Coldiretti Marche: consumi e sprechi alimentari in regione

“Nel mondo – spiegano da Coldiretti analizzando i dati Unep – ogni secondo l’equivalente di quasi 12mila pasti finisce nella spazzatura, con un impatto pesante dal punto di vista economico e della sostenibilità ambientale. Oltre che dal punto di vista etico, considerato l’aumento delle persone affamate. E la Fao stima che il cibo perso e sprecato potrebbe sfamare ogni anno 1,26 miliardi di persone”.

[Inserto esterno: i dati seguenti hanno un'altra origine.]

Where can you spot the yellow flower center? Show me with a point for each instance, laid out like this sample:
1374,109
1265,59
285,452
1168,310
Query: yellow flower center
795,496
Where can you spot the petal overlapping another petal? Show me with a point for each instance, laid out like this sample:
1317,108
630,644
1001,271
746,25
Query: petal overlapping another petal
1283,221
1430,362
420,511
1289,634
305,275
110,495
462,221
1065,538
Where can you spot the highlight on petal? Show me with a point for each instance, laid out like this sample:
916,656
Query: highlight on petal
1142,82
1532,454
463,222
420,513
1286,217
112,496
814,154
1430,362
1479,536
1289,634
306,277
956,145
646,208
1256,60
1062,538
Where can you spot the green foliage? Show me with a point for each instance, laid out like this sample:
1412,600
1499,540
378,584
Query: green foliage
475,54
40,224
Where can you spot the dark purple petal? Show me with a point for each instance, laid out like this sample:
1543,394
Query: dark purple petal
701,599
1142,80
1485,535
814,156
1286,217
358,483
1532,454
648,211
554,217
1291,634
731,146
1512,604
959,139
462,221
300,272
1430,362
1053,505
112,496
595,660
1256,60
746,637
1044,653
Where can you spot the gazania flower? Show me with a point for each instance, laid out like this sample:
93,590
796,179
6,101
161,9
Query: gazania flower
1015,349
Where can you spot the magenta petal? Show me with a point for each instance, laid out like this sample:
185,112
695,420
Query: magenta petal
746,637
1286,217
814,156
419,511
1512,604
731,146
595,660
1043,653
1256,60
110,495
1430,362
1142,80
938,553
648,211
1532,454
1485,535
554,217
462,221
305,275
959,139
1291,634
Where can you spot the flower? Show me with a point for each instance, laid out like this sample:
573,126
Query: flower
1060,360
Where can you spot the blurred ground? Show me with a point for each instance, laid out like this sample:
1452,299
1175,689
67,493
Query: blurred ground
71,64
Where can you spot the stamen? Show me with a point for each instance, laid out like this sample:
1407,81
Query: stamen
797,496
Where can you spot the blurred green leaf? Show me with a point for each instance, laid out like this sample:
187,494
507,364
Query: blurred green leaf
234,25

Insomma, lo spreco alimentare ha implicazioni etiche ed economiche che potrebbero essere superate grazie a comportamenti maggiormente responsabili. Nelle Marche la spesa mensile per l’acquisto di generi alimentari è stata calcolata in 547 euro. Si tratta della quota più alta del Centro Italia, sesto posto nazionale dietro a Campania, Sicilia, Friuli, Calabria e Molise.

Dal 2013, secondo l’Istat, i marchigiani mangiano meno salumi (-3%), carni bianche (-1,6%), bovine (-7,5%), suine (-3%). In calo anche il consumo di pane-pasta (-5%) e latte (quasi il 10%) mentre è aumentato quello di pesce (+5%), uova (+13,8%) e legumi (+9%).

Tornando agli sprechi, la maggior parte di essi avviene proprio tra le mura domestiche.

“La rete dei mercati contadini di Campagna Amica – aggiunge Coldiretti Marche – è impegnata da anni in un’opera di sensibilizzazione dei consumatori anche con incontri mirati con alunni e studenti nelle ore di educazione alimentare. L’acquisto diretto permette il contenimento degli sprechi perché accorciando la filiera, il consumatore può contare su cibi freschi, che si conservano di più. Che non hanno percorso lunghe distanze e perciò hanno inquinato meno. L’incontro con i produttori nei mercati o direttamente in azienda diventa anche un’occasione di educazione, socializzazione, cultura che permette di recuperare quella dimensione valoriale del cibo che rischiava di andare perduta. Rappresentano quindi un esempio concreto di come gli agricoltori e i consumatori, insieme, possano contribuire a diffondere stili di vita più sani e sostenibili”.